Cute Jimmy. If there’d been some disco strobe lights, each blink would have revealed some new microscopically-noticeable expression on that face. Pissed off. Amused. Confused. Tender. Pissed off again. But he finally settled on the worst of all: the disappointed daddy.

“I’ve hardly ever touched a hair on your pretty head, Gladys.” He pointed at the door. “That’s a boy. A boy who you said yourself is a sad and lonely boy. You are a sad and lonely woman, and you being beautiful and funny and sweet don’t change that. What kind of idiot would I have to be not to see something going on with the little drama scene I walked in on?”
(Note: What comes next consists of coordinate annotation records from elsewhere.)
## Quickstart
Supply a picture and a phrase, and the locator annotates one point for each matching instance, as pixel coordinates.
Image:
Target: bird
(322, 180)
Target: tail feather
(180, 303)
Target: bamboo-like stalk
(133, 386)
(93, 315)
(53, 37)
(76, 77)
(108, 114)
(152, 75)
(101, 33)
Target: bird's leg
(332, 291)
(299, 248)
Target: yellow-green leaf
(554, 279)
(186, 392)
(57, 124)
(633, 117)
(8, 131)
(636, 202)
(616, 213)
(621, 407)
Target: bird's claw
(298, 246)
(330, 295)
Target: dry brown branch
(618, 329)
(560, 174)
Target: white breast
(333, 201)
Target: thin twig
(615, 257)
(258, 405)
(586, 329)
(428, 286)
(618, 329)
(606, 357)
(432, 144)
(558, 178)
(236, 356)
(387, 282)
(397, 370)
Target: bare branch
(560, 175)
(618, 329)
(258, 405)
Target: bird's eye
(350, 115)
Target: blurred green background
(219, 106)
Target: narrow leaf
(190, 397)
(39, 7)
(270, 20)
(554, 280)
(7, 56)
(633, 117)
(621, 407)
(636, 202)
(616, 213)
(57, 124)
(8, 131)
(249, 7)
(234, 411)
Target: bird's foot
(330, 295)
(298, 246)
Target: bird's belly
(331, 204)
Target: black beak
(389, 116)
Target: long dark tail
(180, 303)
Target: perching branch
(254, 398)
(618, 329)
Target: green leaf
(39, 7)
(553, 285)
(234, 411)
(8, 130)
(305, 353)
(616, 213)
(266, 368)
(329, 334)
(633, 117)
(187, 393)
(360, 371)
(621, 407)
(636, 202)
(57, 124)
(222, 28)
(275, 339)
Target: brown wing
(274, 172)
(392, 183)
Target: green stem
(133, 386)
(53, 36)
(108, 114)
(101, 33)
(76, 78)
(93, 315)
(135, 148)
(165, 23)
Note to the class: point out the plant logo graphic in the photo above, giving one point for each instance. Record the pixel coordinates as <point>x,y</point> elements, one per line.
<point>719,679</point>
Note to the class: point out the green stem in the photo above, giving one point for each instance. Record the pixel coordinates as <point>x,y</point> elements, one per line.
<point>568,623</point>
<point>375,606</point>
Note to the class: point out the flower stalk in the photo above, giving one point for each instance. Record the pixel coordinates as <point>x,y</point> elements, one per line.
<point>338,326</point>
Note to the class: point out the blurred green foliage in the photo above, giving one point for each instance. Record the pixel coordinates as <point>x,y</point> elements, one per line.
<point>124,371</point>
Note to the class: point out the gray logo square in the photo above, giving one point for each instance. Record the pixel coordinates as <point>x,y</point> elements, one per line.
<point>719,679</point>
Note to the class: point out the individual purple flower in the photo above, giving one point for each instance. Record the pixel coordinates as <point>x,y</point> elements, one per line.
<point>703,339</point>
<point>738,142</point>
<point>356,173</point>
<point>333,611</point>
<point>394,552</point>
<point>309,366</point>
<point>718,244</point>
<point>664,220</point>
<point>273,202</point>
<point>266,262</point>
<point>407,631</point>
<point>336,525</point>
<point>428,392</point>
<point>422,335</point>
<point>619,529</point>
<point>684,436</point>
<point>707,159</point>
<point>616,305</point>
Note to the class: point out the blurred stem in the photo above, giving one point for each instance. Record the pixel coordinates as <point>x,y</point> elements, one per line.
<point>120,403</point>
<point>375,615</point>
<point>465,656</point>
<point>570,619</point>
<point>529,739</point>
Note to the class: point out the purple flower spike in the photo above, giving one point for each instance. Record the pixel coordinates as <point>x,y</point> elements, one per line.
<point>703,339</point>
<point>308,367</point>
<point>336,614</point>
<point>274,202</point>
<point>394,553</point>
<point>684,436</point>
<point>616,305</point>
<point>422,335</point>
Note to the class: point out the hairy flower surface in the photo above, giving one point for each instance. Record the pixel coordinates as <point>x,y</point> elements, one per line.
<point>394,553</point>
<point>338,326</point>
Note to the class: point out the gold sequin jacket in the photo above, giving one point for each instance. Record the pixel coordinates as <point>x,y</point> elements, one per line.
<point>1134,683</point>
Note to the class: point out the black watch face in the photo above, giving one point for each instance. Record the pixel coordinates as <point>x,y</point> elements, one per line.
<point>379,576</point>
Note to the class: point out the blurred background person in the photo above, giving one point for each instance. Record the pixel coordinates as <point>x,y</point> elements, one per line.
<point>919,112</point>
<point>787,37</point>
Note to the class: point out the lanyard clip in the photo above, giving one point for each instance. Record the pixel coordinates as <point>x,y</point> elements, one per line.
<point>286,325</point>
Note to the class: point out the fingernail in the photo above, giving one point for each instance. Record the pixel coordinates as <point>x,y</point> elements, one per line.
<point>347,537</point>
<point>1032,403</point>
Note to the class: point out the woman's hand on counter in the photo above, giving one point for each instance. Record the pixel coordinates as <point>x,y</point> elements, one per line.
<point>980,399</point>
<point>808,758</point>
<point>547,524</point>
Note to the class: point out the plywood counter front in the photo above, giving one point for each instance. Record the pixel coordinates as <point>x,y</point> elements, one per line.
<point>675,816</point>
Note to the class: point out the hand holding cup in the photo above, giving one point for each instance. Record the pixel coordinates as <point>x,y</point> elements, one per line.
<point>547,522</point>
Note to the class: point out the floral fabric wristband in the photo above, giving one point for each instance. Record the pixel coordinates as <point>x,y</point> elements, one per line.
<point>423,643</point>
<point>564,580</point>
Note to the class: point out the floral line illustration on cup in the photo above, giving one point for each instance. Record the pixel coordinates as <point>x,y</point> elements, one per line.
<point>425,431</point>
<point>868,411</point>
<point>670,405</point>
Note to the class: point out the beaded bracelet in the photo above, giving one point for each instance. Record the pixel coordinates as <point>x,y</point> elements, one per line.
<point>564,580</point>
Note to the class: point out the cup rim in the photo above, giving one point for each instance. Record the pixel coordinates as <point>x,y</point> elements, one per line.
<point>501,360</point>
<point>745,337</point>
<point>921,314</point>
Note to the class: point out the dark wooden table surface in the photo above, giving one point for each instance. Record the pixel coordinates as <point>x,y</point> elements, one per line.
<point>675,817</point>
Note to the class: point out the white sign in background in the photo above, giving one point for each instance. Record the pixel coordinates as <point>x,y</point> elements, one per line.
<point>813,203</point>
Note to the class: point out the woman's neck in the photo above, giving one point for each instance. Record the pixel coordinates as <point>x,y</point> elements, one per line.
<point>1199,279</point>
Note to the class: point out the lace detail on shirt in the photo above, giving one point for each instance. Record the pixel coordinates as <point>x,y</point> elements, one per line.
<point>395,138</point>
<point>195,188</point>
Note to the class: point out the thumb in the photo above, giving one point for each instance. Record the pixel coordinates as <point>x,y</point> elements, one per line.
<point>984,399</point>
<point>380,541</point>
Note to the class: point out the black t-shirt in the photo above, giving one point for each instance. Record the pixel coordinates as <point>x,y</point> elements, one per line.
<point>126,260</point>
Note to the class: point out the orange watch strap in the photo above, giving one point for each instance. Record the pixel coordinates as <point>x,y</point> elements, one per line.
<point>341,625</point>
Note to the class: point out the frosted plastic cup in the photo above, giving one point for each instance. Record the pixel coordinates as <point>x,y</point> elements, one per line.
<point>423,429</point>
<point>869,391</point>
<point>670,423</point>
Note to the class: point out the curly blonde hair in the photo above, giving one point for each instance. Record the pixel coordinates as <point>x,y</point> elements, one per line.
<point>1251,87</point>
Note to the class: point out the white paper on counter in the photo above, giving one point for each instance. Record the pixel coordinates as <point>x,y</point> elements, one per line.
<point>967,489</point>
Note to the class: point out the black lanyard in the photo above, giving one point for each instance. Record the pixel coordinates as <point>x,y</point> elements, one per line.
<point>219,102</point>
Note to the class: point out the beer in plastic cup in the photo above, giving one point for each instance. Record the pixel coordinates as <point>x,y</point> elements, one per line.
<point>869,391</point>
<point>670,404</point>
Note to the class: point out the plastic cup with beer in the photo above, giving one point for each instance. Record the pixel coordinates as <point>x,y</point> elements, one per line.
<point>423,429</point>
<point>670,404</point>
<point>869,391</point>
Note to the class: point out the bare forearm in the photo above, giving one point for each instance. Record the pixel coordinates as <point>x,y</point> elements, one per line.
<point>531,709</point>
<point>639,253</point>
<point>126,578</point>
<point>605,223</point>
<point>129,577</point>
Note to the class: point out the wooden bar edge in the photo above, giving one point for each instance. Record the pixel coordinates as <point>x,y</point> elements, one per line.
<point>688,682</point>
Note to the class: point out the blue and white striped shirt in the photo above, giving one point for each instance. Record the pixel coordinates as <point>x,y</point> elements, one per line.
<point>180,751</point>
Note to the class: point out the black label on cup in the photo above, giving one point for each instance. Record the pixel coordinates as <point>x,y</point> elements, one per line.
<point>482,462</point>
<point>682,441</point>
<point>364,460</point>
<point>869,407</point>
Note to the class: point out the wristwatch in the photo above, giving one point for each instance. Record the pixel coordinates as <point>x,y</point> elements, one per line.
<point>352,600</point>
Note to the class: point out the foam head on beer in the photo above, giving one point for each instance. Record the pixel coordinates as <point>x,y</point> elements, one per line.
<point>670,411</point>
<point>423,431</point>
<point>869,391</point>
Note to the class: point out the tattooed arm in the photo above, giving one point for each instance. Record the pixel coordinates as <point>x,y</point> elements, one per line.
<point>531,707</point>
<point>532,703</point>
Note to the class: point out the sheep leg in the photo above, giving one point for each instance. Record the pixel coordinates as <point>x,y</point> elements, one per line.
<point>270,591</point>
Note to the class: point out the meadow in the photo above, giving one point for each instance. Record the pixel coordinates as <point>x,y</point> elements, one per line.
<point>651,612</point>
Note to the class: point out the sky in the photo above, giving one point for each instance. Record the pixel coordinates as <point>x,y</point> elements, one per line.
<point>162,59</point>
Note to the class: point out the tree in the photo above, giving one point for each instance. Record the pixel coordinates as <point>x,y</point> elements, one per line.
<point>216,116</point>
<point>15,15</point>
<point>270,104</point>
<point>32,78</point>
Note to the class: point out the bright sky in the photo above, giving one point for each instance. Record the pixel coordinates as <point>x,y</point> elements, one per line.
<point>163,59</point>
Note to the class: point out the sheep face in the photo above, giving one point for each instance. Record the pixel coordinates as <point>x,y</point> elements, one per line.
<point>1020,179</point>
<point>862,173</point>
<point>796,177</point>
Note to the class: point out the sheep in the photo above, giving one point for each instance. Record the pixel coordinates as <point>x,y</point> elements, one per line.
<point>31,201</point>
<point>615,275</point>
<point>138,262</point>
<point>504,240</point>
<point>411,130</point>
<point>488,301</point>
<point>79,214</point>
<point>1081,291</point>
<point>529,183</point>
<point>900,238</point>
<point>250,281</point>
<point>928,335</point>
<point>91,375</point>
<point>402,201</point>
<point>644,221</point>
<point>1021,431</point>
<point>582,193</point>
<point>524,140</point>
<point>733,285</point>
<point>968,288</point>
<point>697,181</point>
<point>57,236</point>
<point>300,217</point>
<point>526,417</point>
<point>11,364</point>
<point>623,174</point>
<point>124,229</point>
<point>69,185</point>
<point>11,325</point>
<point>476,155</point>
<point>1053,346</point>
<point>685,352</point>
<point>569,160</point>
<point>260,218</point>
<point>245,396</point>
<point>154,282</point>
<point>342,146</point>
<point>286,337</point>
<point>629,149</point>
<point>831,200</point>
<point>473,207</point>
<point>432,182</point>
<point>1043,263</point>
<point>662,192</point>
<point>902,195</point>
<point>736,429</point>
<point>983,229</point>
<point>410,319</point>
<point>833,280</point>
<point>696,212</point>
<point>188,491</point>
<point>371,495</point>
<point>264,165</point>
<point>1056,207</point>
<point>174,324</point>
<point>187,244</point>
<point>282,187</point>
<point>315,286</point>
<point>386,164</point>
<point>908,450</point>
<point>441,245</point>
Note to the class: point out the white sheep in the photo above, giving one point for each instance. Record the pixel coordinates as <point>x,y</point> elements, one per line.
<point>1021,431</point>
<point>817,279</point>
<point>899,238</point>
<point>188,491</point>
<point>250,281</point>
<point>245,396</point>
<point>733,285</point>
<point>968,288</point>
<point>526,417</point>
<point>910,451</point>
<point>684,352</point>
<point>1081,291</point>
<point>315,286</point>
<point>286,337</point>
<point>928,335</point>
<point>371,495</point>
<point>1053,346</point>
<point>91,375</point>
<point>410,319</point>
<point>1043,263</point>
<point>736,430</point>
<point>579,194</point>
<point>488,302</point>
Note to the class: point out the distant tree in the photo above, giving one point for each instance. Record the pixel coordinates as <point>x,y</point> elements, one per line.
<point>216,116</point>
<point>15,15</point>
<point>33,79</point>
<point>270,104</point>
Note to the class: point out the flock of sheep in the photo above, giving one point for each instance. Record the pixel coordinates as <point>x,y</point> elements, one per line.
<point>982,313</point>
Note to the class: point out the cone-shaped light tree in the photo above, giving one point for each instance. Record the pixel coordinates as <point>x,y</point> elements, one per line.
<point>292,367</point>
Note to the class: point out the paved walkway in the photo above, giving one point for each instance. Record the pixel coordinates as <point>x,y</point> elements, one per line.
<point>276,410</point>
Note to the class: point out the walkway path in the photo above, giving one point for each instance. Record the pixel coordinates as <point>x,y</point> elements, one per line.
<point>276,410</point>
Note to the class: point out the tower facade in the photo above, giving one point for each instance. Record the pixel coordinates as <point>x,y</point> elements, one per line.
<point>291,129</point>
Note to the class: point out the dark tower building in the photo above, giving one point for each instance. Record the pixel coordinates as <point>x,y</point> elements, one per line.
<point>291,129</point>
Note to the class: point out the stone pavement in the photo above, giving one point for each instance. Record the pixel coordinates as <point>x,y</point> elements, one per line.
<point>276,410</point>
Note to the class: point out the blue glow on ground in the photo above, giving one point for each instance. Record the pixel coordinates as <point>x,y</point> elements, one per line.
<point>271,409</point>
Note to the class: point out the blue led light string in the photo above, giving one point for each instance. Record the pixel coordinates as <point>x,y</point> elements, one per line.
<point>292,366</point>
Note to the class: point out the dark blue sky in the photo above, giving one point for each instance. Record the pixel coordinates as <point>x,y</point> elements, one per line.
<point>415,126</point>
I just kinda smiled and shrugged.

“You wanna play this off as me being some jealous oaf? Have at it. Merry fucking Christmas. But what it is is weird.”

“Oh get off it,” I told him. I don’t even know if it made any sense to say that, but that’s what came out.

I took another sip of my drink and chewed some more on my straw. The silence was pretty intense. I gotta tell you, it was the first time in a long time I’d really been aroused quite like I was just at that moment. In fact, the idea of dragging Jimmy into my back office and ripping every last thread off his body flashed joyfully through my mind.

“Fine fine fine. Fair enough,” I said to him. “But it’s not like that. It’s just nice to have someone to talk to sometimes. That’s as far as it goes, and that’s as far as it’ll ever go.”

I mostly meant it.

“Just like you,” I told him.

He chuckled a little and rolled his eyes. “Honey, ain’t nothing about that boy gonna ever be anything like me.”

“That kid’s gonna be a successful something or other. Big time. You can just tell.”

“Like I said, nothing, ever, anything, like me,” he says, and starts walking over to get him a coffee.